Ecco, immagino un Don Giovanni proprio come un temporale estivo. Improvviso, inatteso, eccessivo. Che arriva rapido, sconvolge e scompare in fretta, lasciando addosso un brivido.  Come una passione, un innamoramento che sconvolge e lascia poi svuotati.

E immagino un mare, la presenza del mare, in qualche modo.

Forse un fondale che ondeggia dietro al teatrino e che vive di una sua cupa, profonda luminosità bluastra. Un mare sipario e un sudario, testimone della eterna vicenda tra il cielo e la terra.

Immagino ombre, che si inseguono, si ingrandiscono e si deformano sul sipario, al lume di candelabri tenuti da servitori smarriti. Un carosello di ombre di corpi, uomini e donne, che si abbracciano in amplessi o si contorcono come fossero divorati dalle fiamme.

E così immagino il nostro Don Giovanni come il protagonista di un gioco spiccatamente, dichiaratamente, ostentatamente teatrale.

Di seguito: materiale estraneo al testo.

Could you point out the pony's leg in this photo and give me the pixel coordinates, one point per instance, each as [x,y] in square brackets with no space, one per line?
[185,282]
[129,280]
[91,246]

Giovane affascinante antieroe, tutto preso da questo gioco scenico fatto di nulla, in cui il travestimento, la rappresentazione di se stessi come vittime o come persecutori, come seduttori o sedotti, sia impudicamente ostentata. Persino infantile, a volte, nella sua semplicità. E in cui la relazione con il compagno di giochi Leporello riprenda ritmi, dinamiche e schemi corporei che affondano le loro radici nella vivace tradizione dei comici dell’Arte.